10 great Alfred Hitchcock movies: 'North by Northwest,' 'Psycho,' 'Vertigo' and more

"Saboteur" (1942): Basically a spy story, this fast-paced effort culminates in one of director Hitchcock's most memorable endings, putting heroic Robert Cummings and not-so-heroic Norman Lloyd atop the Statue of Liberty.

"Shadow of a Doubt" (1943): Joseph Cotten is wonderfully creepy as an apparent bon vivant suspected of murder by a young relative ( Teresa Wright).

"Strangers on a Train" (1951): Two travelers ( Farley Granger, Robert Walker) make a pact to get rid of someone for the other person in a tale that's been retold in numerous variations.

"Rear Window" (1954): The production design is a star of this great thriller that keeps a light touch, as an apartment dweller ( James Stewart) waylaid by a broken leg thinks he spies a neighbor ( Raymond Burr) committing murder.

"To Catch a Thief" (1955): Romantic sparks between Cary Grant and Grace Kelly, lovely French Riviera locales, and a fanciful cat-burglar story add up to viewing enjoyment.

"The Man Who Knew Too Much" (1956): Doris Day's musical trademark, "Que Sera Sera," was a byproduct of her starring with Hitchcock returnee Stewart as a couple forced into foreign espionage.

"Vertigo" (1958): Obsession rarely has gotten as haunting a screen treatment as in this visually striking melodrama, with Stewart again the star as an acrophobic detective who falls under the spell of a friend's wife ( Kim Novak) he's tailing.

"North by Northwest" (1959): A sensationally entertaining mix of adventure, humor and romance, this prolonged chase takes a businessman (Cary Grant again) from New York to Mount Rushmore, with James Mason the main villain and Eva Marie Saint a deceptive beauty.

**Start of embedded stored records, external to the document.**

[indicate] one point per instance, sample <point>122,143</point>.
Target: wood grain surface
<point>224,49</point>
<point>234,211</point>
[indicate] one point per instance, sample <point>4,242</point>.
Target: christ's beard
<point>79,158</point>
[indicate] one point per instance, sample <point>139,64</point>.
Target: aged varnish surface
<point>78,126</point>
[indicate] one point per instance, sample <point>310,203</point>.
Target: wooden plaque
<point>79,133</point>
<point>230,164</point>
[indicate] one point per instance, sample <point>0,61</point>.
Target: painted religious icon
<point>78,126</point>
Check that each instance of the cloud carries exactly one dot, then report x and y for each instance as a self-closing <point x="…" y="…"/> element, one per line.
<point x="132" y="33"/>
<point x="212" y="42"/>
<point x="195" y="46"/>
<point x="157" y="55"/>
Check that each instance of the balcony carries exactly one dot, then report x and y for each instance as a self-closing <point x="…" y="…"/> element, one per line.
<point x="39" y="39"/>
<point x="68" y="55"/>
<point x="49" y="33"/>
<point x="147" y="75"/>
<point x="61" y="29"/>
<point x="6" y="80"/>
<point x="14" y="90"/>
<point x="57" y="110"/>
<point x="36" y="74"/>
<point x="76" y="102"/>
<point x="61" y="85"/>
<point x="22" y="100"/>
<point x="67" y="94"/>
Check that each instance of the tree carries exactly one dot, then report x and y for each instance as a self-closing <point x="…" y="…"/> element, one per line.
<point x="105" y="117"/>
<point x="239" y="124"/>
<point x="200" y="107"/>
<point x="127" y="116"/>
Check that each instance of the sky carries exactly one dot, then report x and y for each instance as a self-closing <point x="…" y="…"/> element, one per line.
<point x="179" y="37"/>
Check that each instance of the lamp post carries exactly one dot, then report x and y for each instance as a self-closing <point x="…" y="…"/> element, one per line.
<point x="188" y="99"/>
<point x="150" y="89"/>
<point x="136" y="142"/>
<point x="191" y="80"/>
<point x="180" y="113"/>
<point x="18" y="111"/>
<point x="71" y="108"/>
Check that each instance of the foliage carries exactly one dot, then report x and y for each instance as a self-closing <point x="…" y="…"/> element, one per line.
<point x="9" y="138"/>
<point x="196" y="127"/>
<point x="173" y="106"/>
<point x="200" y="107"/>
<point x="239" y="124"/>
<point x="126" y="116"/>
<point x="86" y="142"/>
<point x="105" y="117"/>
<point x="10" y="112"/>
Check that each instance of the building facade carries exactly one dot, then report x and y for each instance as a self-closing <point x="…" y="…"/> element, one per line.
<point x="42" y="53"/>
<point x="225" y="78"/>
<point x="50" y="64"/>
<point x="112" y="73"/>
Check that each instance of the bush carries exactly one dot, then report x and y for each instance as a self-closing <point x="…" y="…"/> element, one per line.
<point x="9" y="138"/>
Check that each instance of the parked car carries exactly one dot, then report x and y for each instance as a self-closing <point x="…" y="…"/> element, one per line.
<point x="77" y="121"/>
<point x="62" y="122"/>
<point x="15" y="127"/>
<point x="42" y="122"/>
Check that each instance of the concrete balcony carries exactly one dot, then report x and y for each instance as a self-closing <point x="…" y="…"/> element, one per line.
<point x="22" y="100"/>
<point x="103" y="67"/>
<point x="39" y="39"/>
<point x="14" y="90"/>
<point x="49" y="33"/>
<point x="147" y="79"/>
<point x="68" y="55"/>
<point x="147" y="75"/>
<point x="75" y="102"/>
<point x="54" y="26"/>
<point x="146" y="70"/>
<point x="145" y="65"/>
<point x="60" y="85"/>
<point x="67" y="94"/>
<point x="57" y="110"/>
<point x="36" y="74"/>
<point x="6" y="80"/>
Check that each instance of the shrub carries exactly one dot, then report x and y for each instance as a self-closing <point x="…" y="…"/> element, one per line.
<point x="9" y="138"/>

"Psycho" (1960): Hitchcock's achievement with the thriller that made people wary of taking a shower - thanks to the fate of Norman Bates' ( Anthony Perkins) motel guest ( Janet Leigh) - is even more impressive in its capping of a three-year run of Hitchcock classics that couldn't be more different stylistically.

"The Birds" (1963): Rarely have electronic sounds been used more chillingly than in Hitchcock's take on a Daphne Du Maurier story that puts a town under siege from our feathered supposed friends.